- Official release poster
- Directed by: Will Canon
- Screenplay by: Max La Bella; Doug Simon; Will Canon;
- Story by: Max La Bella
- Produced by: Lee Clay; James Wan;
- Starring: Frank Grillo; Dustin Milligan; Cody Horn; Maria Bello;
- Cinematography: Michael Fimognari
- Edited by: Josh Schaeffer
- Music by: Dan Marocco
- Production company: First Point Entertainment
- Distributed by: Dimension Films
- Release dates: February 12, 2015 (Brazil); July 27, 2017 (United States);
- Running time: 83 minutes
- Country: United States
- Language: English
- Budget: $3 million
- Box office: $4.7 million

= Demonic (2015 film) =

2015 film directed by Will Canon

Demonic is a 2015 American supernatural horror film directed by Will Canon and written by Max La Bella, Canon and Doug Simon from a story by La Bella.

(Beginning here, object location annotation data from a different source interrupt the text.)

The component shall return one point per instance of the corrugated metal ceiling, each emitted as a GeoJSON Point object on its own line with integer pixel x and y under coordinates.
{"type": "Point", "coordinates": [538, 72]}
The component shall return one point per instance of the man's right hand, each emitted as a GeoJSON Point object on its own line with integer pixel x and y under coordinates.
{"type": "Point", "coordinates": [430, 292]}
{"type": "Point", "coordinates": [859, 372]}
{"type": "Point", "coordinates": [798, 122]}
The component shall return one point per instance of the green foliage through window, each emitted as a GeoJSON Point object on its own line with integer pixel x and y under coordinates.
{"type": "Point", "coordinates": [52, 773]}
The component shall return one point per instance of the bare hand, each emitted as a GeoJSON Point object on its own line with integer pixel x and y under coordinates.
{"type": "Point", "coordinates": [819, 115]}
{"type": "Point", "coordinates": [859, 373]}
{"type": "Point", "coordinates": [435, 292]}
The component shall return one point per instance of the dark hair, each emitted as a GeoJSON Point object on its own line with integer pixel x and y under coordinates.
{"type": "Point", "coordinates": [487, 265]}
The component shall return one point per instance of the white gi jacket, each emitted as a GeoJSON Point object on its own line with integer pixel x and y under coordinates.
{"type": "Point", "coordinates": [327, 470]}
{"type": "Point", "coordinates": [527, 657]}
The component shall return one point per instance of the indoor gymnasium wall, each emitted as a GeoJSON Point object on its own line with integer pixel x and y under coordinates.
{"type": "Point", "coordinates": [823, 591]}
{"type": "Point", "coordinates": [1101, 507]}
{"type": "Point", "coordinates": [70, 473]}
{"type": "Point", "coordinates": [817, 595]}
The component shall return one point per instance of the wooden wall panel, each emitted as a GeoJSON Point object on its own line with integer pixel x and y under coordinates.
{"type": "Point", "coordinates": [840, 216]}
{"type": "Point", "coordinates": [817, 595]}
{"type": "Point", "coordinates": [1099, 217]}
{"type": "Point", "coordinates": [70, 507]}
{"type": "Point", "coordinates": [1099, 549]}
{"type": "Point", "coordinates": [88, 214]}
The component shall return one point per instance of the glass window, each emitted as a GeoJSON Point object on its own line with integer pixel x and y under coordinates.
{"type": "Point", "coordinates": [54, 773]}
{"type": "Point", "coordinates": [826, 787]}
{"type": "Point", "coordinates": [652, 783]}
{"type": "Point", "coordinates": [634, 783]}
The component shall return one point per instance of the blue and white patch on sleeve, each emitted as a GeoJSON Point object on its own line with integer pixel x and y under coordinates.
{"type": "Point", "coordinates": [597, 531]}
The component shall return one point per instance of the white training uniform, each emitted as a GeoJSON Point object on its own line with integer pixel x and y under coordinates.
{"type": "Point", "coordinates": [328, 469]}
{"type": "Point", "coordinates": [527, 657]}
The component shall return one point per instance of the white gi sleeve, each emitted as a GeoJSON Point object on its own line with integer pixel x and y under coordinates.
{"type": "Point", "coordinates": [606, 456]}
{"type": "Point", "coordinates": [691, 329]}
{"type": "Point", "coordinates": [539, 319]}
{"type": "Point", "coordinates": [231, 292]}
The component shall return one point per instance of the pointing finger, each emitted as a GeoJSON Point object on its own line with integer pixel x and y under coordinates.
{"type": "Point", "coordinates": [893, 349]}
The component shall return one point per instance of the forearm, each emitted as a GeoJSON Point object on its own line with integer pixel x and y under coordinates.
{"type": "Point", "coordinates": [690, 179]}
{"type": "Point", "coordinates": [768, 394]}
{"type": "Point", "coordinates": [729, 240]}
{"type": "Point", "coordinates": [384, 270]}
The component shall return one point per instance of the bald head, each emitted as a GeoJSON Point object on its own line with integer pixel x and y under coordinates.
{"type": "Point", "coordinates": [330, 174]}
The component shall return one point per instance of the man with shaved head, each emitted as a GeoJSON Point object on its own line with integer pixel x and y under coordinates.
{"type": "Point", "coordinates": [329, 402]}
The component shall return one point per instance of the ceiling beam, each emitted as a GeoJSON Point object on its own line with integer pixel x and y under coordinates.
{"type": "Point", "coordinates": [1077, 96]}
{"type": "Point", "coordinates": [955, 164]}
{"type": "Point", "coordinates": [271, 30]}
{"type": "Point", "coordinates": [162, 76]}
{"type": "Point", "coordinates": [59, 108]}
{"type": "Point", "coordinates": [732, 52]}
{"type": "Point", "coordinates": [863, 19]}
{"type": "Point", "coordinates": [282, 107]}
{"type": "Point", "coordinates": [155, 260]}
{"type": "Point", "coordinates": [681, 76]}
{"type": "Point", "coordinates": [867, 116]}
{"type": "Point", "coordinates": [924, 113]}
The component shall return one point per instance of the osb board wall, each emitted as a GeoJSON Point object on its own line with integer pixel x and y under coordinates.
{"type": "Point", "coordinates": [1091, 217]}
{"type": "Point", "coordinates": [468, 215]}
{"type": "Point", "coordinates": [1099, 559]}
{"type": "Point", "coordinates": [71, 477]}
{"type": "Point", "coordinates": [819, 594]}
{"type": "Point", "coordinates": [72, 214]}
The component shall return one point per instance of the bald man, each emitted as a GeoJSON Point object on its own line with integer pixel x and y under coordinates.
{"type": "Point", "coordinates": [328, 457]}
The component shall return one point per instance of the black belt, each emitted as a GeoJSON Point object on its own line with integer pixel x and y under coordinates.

The film stars Frank Grillo, Dustin Milligan, Cody Horn and Maria Bello.

The film released internationally in Brazil on February 12, 2015, and was released in the United States on July 27, 2017, by Dimension Films.

==Plot==
A violent slaughter occurs in an abandoned house in Louisiana where three college students are found dead. Detective Mark Lewis examines the crime scene and finds a shocked survivor, John, before calling reinforcements. Several police cars then arrive at the house alongside an ambulance with psychologist, Dr. Elizabeth Klein. She talks to John, who tells her that a séance performed in the house called the attention of many spirits, including one he identified as his mother, and that two of the group members – his pregnant girlfriend, Michelle, and her ex-boyfriend, Bryan – are still missing.

The following scenes consist of two interlaced plots: one shows the interrogation of John by Dr. Klein and the investigation of videotapes found in the house by police officers, and the other shows the actual events (often filmed by a camera) that John and the five other visitors of the house experienced, including several paranormal phenomena.

Bryan is later found alive but runs away from the police, ending up cornered in a store. John hears the news on the police radio and, in a fit of rage, grabs a radio, shouting at Bryan to tell him where Michelle is. Bryan begins to act strangely while John almost goes into cardiac arrest. Elizabeth screams for Mark to stop Bryan before he kills John, wherein Mark promptly shoots Bryan dead.

Mark returns to the house and discovers a secret area where he finds Michelle. As the paramedics are rolling her on the stretcher, Elizabeth discovers that John killed everybody at the same time that Detective Mark finds John's lifeless body hanging.

As it turns out, the "John" that Elizabeth was interrogating was a demon, who, as he begins to make Elizabeth choke, elaborates on the events that transpired – the seal the group found in the living room is what bound him to the house; John's mother was supposed to be the vessel of his escape, his possessing John, killing everybody and that he needs to cross the seal – in order to set himself free. The lights begin to turn on and off, and as Mark bursts open the door, the demon vanishes just as Michelle is wheeled out of the house.

The film concludes with Michelle in the ambulance showing a sinister figure moving in her belly.

== Cast ==
- Frank Grillo as Detective Mark Lewis
- Dustin Milligan as John Matthews
- Cody Horn as Michelle
- Scott Mechlowicz as Bryan
- Megan Park as Jules
- Aaron Yoo as Donnie
- Maria Bello as Dr. Elizabeth Klein
- Alex Goode as Sam
- Terence Rosemore as Jenkins
- Jesse Steccato as Peter
- Meyer DeLeeuw as Henry
- Griff Furst as Reeves
- Thomas Francis Murphy as Abbernacky
- Ashton Leigh as Sara Mathews, John's deceased mother

== Production ==
On May 13, 2011, the film was announced under the title House of Horror, with James Wan set to produce. On November 22, 2011, it was announced Xavier Gens would direct the film. On January 23, 2013, Maria Bello and Frank Grillo joined the cast. On October 8, 2013, the film was retitled Demonic. On July 31, 2014, it was announced that the film would be released on December 12, 2014. On September 19, 2014, the film was pushed back to an unknown date.

== Release ==
The film was released internationally first in Brazil on February 12, 2015, under the title A Casa dos Mortos, which translates as The House of the Dead.
The film then premiered on Turkey on May 8, 2015, under the title Şeytani Ruhlar which translates as Satanic Spirits. The film was also released in Mexico on August 21, 2015, under the title Demoníaco, a direct translation of the original title. The film was released in the United States on July 27, 2017, on Spike TV.